Recensione La Polinesia è sotto casa (2010)

Ingabbiato in una narrazione spezzettata e poco omogenea, che risente probabilmente della concezione letteraria divisa in capitoli, il film opta per una 'soluzione' amorosa anzichè incentrarsi sul vero motore della storia e cioè il surf, costretto nel ruolo di comparsa.

Ti sogno California

Come direbbe qualcuno, la vita non è un sogno ma i sogni aiutano a vivere meglio. Ne sa qualcosa Stefano, consulente finanziario per una grande multinazionale tedesca e fidanzato da tempo con la figlia snob e dispotica di un console francese, una donna che non brilla per simpatia e che per hobby crea problemi e si diverte a programmare anche il poco tempo libero che hanno a disposizione. Stufo di una relazione logora e della mancanza di leggerezza in una vita divenuta troppo impegnativa, Stefano ritrova un vecchio amore capace di dargli nuova linfa e la spinta verso un radicale cambiamento. Non parliamo di una donna, almeno non soltanto, ma della sua vecchia ed inscalfibile passione per il surf, molto più di uno sport ma una vera e propria filosofia di vita. Il contatto con le onde gli restituirà la forza di lasciarsi andare e di riscoprire quella sensazione di libertà capace di riconciliarci con il mondo che ci circonda, ma non è tutto, perchè il destino lo riavvicinerà ad un suo vecchio amico surfista e a una sua ex-fidanzata del liceo, una ragazza che non è mai uscita dal suo cuore e che lui ha sempre ricordato come la sua anima gemella.

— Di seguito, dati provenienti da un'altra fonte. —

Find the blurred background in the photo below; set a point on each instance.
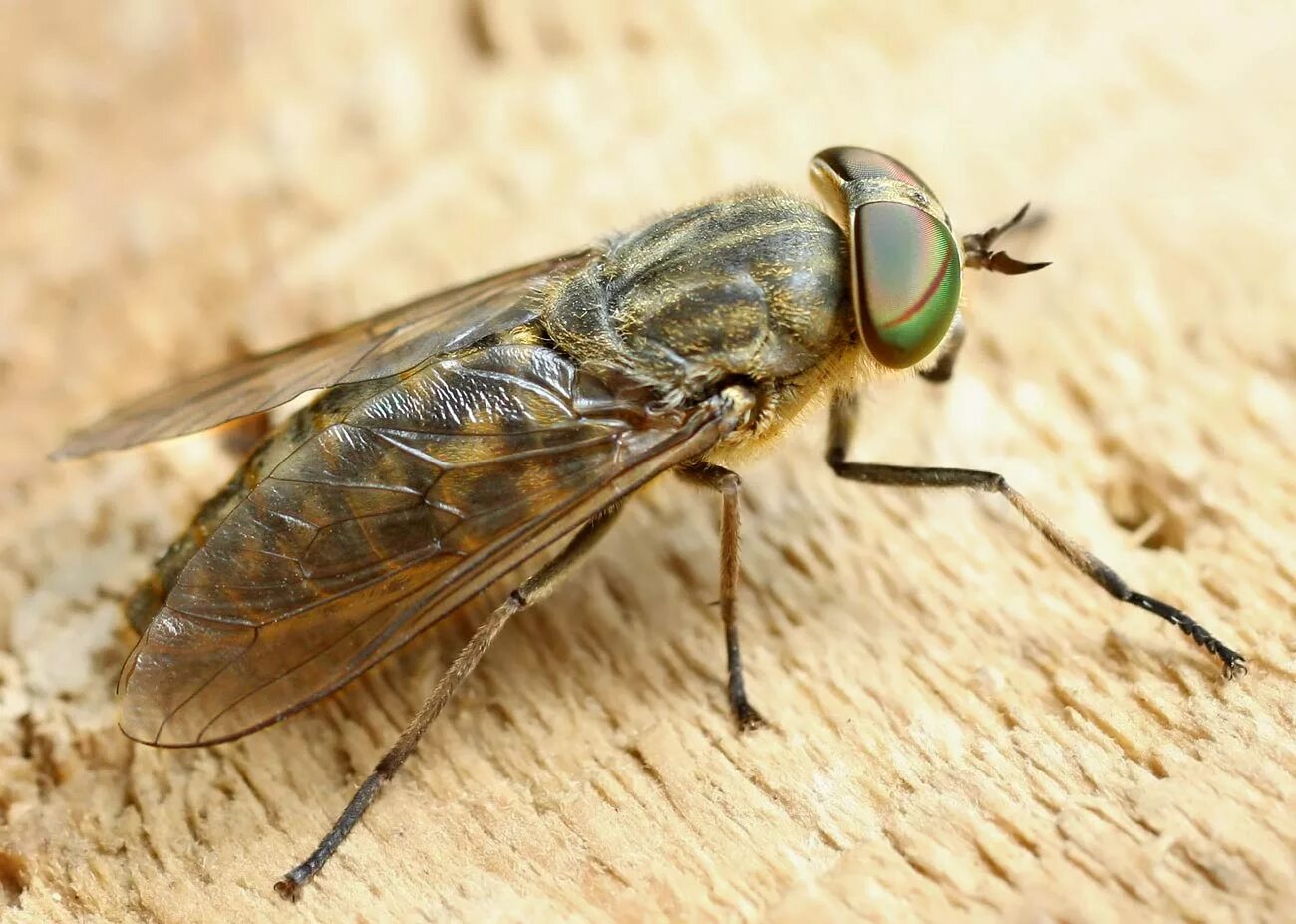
(185, 182)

E' questa la metaforica Polinesia del titolo La Polinesia è sotto casa portata sul grande schermo dall'esordiente regista figlio 'd'arte' Saverio Smeriglio, già autore dell'omonimo romanzo ed ora, grazie anche alle amicizie illustri di papà, riesce a portare nelle sale un film decisamente posticcio e logorroico che sa un po' troppo di inesperienza - scritto, girato e recitato come una soap opera - incapace di coinvolgere lo spettatore. Ingabbiato in una narrazione spezzettata e poco omogenea, che risente probabilmente della concezione letteraria divisa in capitoli, il film opta per una 'soluzione' amorosa anzichè incentrarsi sul vero motore della storia e cioè il surf, costretto nel ruolo di comparsa. Le affascinanti riprese acquatiche realizzate con l'aiuto di un team californiano e gli splendidi scenari naturali della riviera del Conero, luogo magico turisticamente poco valorizzato, fanno quel che possono al cospetto di un pubblico estivo voglioso di 'freschezza', di emozioni e risate.
Il viaggio introspettivo di un trentenne di provincia alla ricerca di una perduta libertà esistenziale tra amori travagliati, situazioni lavorative opprimenti e amici perduti nelle mani dei due neo-registi diventa un carosello un po' noioso di personaggi mai realmente concreti o credibili, alcuni al limite del macchiettistico, e di situazioni un po' surreali confezionato con uno stile che scivola (o cerca di di scivolare senza riuscirci) nel grottesco e con una regia poco convincente anche nei fondamentali. Tutto questo, insieme alla vacua recitazione del cast, non permette al primo film italiano 'incentrato' sul surf di lasciare un segno, seppur leggero, nella cinematografia di genere. Forse un passaggio televisivo sarebbe stato non solo più indicato ma anche assai più fruttuoso per la neonata casa di produzione Aloha Entertainment. Il risultato finale, purtroppo, appare più come uno di quei poster adesivi da parete tanto di moda negli anni '70, un po' sbiadito e realizzato col fotomontaggio, che come una foto ad alta risoluzione scattata per immortalare paesaggi paradisiaci e momenti magici da ricordare per sempre.
La Polinesia e la California, intese come paradisi naturali e oasi in cui rigenerare corpo e anima, saranno pure sotto casa, ma a conti fatti la cosa veramente difficile è arrivarci (anche solo in sogno) con compagnie low-cost che sappiano offrire un buon rapporto qualità-prezzo.